I am a native of “Tornado Alley.” I was born and raised in Oklahoma City, Oklahoma. One summer evening in 1979, at about 11pm, I left the Town Tavern on Campus Corner in Norman, Oklahoma, after a tiff with my ride, and walked home to my apartment off Classen Blvd. in Oklahoma City. The stroll, maybe 25-30 miles from door to door, took about 6 hours. I crossed farm fields in the dark (dark dark) under splendid stars, following the big dipper, right across the track of devastation plowed across Moore by the recent EF5 tornado.
In 1979 there was still open land between the suburbs of Norman and Moore.
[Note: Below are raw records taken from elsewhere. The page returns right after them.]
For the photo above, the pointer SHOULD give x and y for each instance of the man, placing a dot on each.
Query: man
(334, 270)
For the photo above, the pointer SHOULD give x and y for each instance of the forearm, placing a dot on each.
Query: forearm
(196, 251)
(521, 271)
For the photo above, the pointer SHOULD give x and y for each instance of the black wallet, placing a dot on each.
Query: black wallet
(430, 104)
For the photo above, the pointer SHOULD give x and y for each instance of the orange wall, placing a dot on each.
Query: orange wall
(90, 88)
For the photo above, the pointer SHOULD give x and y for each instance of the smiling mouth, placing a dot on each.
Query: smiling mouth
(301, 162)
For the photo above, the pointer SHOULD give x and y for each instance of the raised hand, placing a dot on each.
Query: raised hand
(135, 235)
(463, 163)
According to the U.S. Census Population Clock, nearly 316 million people now live in the United States; that’s roughly 90 million more people than 1979, all requiring living space. Many of them live on paved over farmland like Moore, Oklahoma. The increasing destruction wreaked by tornadoes, hurricanes, flooding, and so on may or may not be partially due to the destabilizing effects of a warming global atmosphere, but it looks to me there is increased devastation because there are that many more of us, and all our stuff, to be devastated.
I am now resident in what I am pleased to call “Bumbershoot Alley.” Louisville, Kentucky is a milder and wetter clime than Oklahoma City. The Ohio Valley does see its share of thunderstorms, but trust me, the weather here is not near as crashy-bangy as plains Oklahoma. Rain falls often enough, mildly enough, particularly in Spring, that people often carry umbrellas. I rather like living in a place where carrying a bumbershoot is not an affectation.
A week or so ago the right wing infotainment nexus blew up a fine little bumbershoot storm. A Marine held an umbrella over the Kenyan Usurper, which allegedly blasphemed some sacred Levitical Marine umbrella ordnance:
This only increased my pleasure in walking under an open umbrella in the fine Spring rain. Using an old selfie I made a little meme about it:
Rain is falling in Old Louisville right now. Time to walk my umbrella.